- Also known as: The Asylum, Asylum
- Origin: England
- Genres: UK garage
- Years active: 1990s–present
- Members: Jeremy Sylvester
- Past members: Paul Emanuel

= Club Asylum =

UK garage duo

Club Asylum is the name of UK garage musician Jeremy Sylvester. They were originally a duo which consisted of Sylvester and Paul Emanuel. After the duo decided to go their separate ways, Sylvester continued to produce and remix under the Club Asylum moniker as a solo artist, and is still active to the present day.

==Biography==
Sylvester and Emanuel first met during the early days of the UK garage scene at the London-based house and garage label Nice 'N' Ripe.

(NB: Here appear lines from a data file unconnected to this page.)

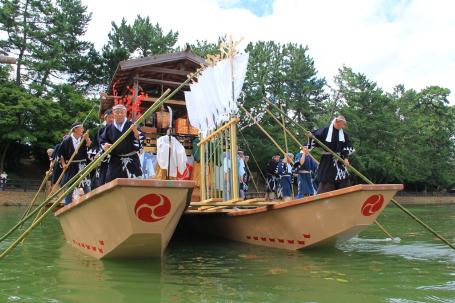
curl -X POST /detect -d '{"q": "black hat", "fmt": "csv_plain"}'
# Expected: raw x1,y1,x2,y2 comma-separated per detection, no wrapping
104,109,113,117
71,122,83,131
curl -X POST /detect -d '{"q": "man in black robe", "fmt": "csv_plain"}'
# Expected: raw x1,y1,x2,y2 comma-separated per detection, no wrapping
99,104,143,182
59,123,92,204
307,115,355,194
264,153,280,200
50,137,66,186
89,109,114,189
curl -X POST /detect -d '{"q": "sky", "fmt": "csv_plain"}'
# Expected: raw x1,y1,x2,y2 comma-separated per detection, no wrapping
81,0,455,101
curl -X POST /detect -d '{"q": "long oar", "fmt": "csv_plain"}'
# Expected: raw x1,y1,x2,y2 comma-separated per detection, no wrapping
263,96,455,251
20,104,98,221
19,169,52,222
262,106,394,239
0,71,199,259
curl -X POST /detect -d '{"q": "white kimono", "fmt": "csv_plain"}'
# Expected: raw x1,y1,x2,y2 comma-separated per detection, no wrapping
156,135,187,177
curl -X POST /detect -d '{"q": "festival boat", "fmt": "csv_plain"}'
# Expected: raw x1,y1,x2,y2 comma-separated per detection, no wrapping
55,179,194,259
185,184,402,250
175,39,404,250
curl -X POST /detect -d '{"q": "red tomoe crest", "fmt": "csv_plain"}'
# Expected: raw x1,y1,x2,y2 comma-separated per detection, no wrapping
134,194,171,223
361,194,384,216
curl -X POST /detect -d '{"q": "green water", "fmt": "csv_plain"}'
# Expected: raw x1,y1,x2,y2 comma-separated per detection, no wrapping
1,205,455,303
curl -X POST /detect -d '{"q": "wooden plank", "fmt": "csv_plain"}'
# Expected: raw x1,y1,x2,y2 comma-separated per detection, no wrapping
135,76,190,88
138,66,191,76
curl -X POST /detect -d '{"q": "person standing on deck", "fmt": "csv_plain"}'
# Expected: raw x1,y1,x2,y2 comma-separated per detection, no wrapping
306,115,355,194
59,123,92,204
294,146,318,198
50,136,67,186
100,104,144,182
264,153,280,200
276,153,294,201
238,151,246,199
89,109,114,188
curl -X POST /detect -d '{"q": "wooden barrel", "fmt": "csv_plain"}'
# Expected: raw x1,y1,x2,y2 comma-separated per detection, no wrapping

The duo scored their first chart entry in 1998 with "Freek Me Up", a bootleg vinyl release of the Jodeci song "Freek'n You", which reached No. 92 on the UK Singles Chart. This sparked interest from major labels such as Universal/EMI, Virgin, PolyGram and Strictly Rhythm. Their UK garage remixes of songs would prove popular in the scene, with official garage re-releases charting in the UK, including K-Ci & JoJo's "Tell Me It's Real" charting at No. 16 on the official singles chart and No. 4 on the UK Dance Singles Chart and Kristine Blond's "Love Shy" at No. 28 and No. 3 on the dance chart. Other popular remixes include "Imagine" and "Run to Me" by Shola Ama and "Sweeter Than Wine" by Dionne Rakeem. "Imagine" was a No. 1 dance hit in 2000 and was included in NMEs "25 essential UK garage anthems" list. Capital Xtra included "Run to Me" in their list of "The Best Old-School Garage Anthems of All Time". "Sweeter Than Wine" reached No. 46 on the UK Singles Chart and No. 2 on the UK Dance Singles Chart in 2001.

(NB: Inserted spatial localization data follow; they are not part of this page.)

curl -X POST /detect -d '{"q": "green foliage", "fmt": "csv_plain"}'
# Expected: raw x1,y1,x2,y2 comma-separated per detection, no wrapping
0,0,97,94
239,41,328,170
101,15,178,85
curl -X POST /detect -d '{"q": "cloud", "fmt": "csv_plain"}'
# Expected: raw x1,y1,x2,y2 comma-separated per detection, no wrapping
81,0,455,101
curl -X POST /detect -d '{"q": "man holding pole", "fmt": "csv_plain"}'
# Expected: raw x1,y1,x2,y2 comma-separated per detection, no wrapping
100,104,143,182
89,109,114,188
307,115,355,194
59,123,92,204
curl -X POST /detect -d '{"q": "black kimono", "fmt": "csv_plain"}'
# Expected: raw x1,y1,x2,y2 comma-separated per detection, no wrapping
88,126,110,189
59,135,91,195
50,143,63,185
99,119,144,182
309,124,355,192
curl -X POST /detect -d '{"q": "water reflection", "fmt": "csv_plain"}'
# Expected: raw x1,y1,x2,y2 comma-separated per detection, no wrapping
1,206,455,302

Club Asylum have remixed notable songs including Another Level's "Freak Me", All Saints' "Bootie Call", Lutricia McNeal's "Someone Loves You Honey", Barbara Tucker's "Everybody Dance" (all from 1998) and Ginuwine's "What's So Different?" (1999).

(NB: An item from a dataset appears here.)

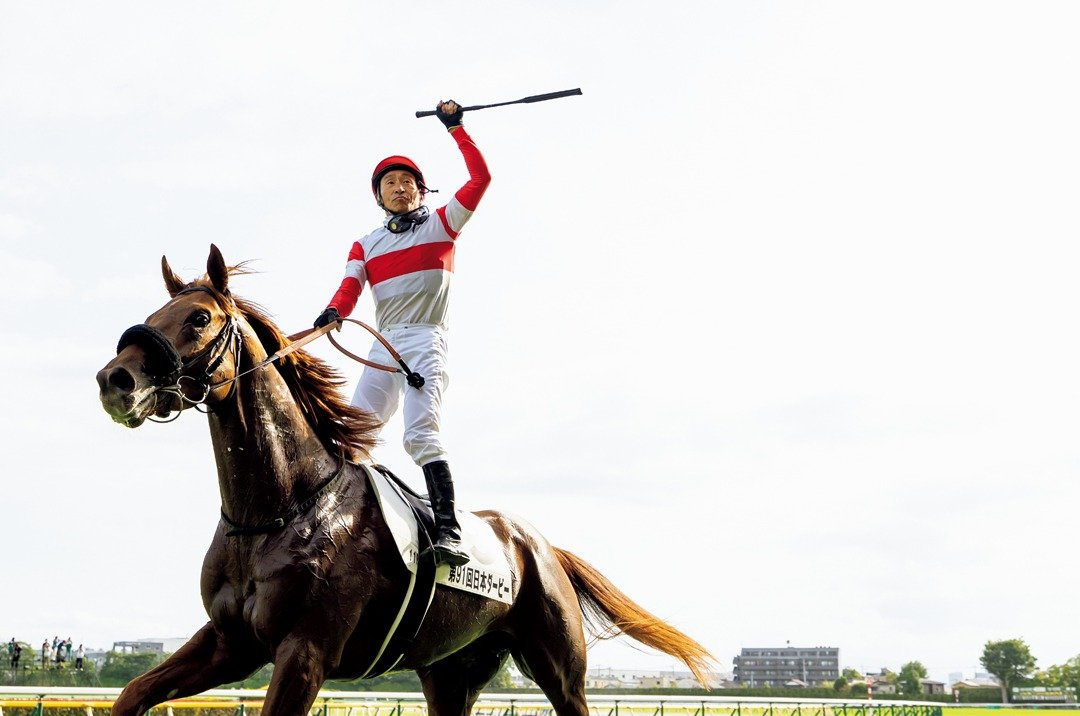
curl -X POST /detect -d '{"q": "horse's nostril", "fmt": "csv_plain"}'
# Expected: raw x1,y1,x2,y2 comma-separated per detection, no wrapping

Outside of Club Asylum, Jeremy Sylvester has produced, remixed and released material under many other aliases and as part of other groups/collaborations, including X-Factor 7 with DJ Disciple and Tuff Asylum with Karl 'Tuff Enuff' Brown.

In 2013, Sylvester appeared alongside many other garage pioneers in a documentary exploring the legacy of UK garage, Rewind 4Ever: The History of UK Garage.